- Born: 29 December 1925 Mymensingh, Bengal, British India
- Police career
- Allegiance: Pakistan (before 1971) Bangladesh
- Branch: Directorate General of Intelligence and Investigation Bangladesh Police
- Service years: 1950 – 1990
- Status: Retired
- Rank: Deputy Inspector General
- Awards: BPM (bar) PPM (bsa)

= A. B. S. Safdar =

Bangladesh police and intelligence officer (born 1925)

A. B. S. Safdar (born 29 December 1925) was a Bangladeshi police and intelligence officer. He is a former director general of National Security Intelligence, the main civilian intelligence agency of Bangladesh.

== Early life ==
Safdar was born in 1925 in Mymensingh District, East Bengal, British India.

== Career ==
Safdar joined the intelligence wing of the Pakistan Police in 1950. In 1959, he became the assistant director of the Intelligence Bureau of Pakistan Police. He received a promotion in 1965 to the post of deputy director general of the Intelligence Bureau and was in charge of the bureau in East Pakistan.
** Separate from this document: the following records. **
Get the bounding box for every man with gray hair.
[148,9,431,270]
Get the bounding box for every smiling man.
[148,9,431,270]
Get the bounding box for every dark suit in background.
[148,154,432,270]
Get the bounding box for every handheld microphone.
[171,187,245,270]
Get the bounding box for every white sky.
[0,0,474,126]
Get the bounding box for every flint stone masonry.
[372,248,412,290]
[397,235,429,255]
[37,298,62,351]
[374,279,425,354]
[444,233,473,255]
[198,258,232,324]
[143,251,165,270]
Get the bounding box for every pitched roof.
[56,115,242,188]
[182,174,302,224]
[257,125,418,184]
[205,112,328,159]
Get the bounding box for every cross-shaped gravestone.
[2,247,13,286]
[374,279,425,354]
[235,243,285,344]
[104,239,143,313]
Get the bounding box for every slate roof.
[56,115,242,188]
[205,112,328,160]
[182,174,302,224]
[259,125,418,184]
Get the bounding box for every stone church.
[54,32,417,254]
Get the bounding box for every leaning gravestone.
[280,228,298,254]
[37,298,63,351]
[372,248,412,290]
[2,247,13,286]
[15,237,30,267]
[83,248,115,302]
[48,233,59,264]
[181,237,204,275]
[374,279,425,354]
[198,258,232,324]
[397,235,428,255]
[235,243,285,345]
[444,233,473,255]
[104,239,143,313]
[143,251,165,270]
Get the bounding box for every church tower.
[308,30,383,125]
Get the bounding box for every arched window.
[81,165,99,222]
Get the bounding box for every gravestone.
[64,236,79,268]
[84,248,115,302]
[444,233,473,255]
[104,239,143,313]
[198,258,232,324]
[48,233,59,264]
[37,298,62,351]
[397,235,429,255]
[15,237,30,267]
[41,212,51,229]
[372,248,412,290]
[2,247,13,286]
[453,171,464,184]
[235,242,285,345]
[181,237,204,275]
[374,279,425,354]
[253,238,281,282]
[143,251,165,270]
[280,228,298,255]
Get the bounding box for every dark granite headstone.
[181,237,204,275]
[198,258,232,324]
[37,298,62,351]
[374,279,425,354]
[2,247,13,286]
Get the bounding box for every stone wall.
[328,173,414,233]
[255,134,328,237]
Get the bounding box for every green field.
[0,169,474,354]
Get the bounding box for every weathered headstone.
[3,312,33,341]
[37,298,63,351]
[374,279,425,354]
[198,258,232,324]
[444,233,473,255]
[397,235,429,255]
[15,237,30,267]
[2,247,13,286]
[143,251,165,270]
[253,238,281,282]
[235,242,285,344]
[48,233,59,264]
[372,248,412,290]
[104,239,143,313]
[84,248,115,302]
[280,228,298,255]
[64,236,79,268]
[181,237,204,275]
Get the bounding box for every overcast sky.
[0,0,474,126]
During the Bangladesh Liberation War, Safder travelled to the United States under USAID's Office of Public Safety to train at the International Police Academy. Near the end of the war, he and fellow trainee Abdur Rahim returned to East Pakistan and joined the Pakistan security establishment. Safdar did counter insurgency and Rahim was placed in the Razakar unit.

After the assassination of Sheikh Mujibur Rahman, Safder was appointed the director general of National Security Intelligence. He met Mahbub Alam Chashi and Taheruddin Thakur before the coup and found prominent roles in the new administration.